Judy Sonney first connected with City of Hope’s mission several years ago, after her sister was diagnosed with multiple myeloma. Though her sister was not treated at City of Hope, Judy started to learn more about the groundbreaking work being done there through friends and neighbors who were connected with City of Hope. “The work they do with research and the clinical trials with many types of cancer and other illnesses give so many patients hope and longer lives. I think that is very, very important. My hope is that those clinical trials will become routine treatments and that patients all over the world will benefit.”
Judy’s support for City of Hope became even more personal when her neighbor became ill. “I’ve lived in my neighborhood for over 40 years and know my neighbors well. One of them is a man in his early 50s, with a wonderful family. He’s an amazing husband and father. I’ve seen them grow as a family for many years and when he became sick with cancer, I was just devastated. But he was treated at City of Hope and now he’s doing very well.”
A friend’s gift of real estate to City of Hope gave her the idea to create her own gift with real estate. Judy liked the idea of supporting City of Hope and at the same time, easing the burden of managing an apartment building.

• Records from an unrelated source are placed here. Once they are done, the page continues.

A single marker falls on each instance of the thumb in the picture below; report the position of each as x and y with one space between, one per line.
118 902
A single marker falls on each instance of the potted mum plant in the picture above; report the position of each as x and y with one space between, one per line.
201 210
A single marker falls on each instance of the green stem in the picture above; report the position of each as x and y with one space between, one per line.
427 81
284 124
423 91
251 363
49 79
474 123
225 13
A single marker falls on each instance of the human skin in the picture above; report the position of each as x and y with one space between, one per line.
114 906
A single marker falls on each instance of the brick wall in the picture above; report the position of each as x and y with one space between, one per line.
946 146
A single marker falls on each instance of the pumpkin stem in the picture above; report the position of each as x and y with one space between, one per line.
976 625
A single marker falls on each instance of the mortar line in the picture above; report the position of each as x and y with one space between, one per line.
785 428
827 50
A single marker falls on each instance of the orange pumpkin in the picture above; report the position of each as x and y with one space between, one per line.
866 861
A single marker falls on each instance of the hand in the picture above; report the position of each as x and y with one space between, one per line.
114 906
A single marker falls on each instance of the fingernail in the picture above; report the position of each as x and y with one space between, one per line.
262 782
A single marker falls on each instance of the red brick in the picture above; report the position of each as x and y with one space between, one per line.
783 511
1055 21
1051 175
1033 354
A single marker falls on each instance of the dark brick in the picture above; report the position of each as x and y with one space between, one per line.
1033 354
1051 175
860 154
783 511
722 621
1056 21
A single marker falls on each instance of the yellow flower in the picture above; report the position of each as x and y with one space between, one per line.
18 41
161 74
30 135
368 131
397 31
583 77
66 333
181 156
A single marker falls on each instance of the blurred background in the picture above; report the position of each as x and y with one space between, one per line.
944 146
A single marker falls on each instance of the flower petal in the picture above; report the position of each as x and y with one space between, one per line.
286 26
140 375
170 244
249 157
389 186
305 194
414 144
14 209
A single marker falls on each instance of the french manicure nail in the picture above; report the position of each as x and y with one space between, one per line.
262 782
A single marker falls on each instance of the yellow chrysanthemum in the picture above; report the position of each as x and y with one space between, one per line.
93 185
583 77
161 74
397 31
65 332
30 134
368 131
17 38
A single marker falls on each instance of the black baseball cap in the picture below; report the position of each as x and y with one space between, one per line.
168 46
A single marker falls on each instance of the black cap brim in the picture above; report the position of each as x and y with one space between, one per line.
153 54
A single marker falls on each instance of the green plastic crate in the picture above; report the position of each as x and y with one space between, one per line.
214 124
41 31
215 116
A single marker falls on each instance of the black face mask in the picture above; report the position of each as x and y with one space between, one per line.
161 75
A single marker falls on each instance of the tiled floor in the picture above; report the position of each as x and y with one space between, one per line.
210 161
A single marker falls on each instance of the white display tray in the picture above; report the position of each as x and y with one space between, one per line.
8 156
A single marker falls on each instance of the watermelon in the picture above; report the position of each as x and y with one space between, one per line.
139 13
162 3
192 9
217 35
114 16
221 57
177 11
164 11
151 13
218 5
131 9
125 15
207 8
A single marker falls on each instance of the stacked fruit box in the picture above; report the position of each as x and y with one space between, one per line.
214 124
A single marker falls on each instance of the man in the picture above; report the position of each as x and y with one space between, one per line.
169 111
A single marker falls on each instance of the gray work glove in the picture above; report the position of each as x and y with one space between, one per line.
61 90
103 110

Judy reached out to Michael Rorman, senior director of Planned Giving, to discuss her gift. “I was thrilled at how helpful he was! In making a gift like this, it’s important to trust the organization you would like to support and the people you’re working with — and I do.”
With Michael and her accountant’s assistance, Judy established a charitable remainder trust, a gift that provides her annual income for life and tax benefits. Judy donated half of her interest in an apartment building to fund a charitable remainder trust and retained the proceeds from the other half. The apartment building was subsequently sold and the proceeds were invested. She received an income tax deduction, avoided paying immediate capital gains taxes on the portion transferred into her charitable remainder trust and more important, will receive an annual payment of 6% of the value of her trust for the rest of her life.
Judy says, “I hadn’t thought about selling my apartment building, but when my friends used their apartment building to fund a charitable remainder trust benefiting City of Hope, it made me think about how I might do the same. I was spending so much time on managing the property and I wanted to make changes in my life. It was necessary for me to be able to replace the income I had been receiving from the apartment building, and I felt strongly that City of Hope would ensure that the proceeds from the sale of the property were invested well.”
Out from under the responsibilities of property management and with the income from her charitable remainder trust, Judy looks forward to traveling more. “It’s making it easy for me to continue to explore the world because I have more freedom from the day to day tasks I was responsible for as a landlord.” She hopes that other supporters will consider a similar gift: “I would tell others that they don’t have to experience the burden of managing property. While I could have engaged a management company, I was still responsible, and it’s a challenging time to be a small landlord. You can receive income and help City of Hope and their patients. It’s that easy.”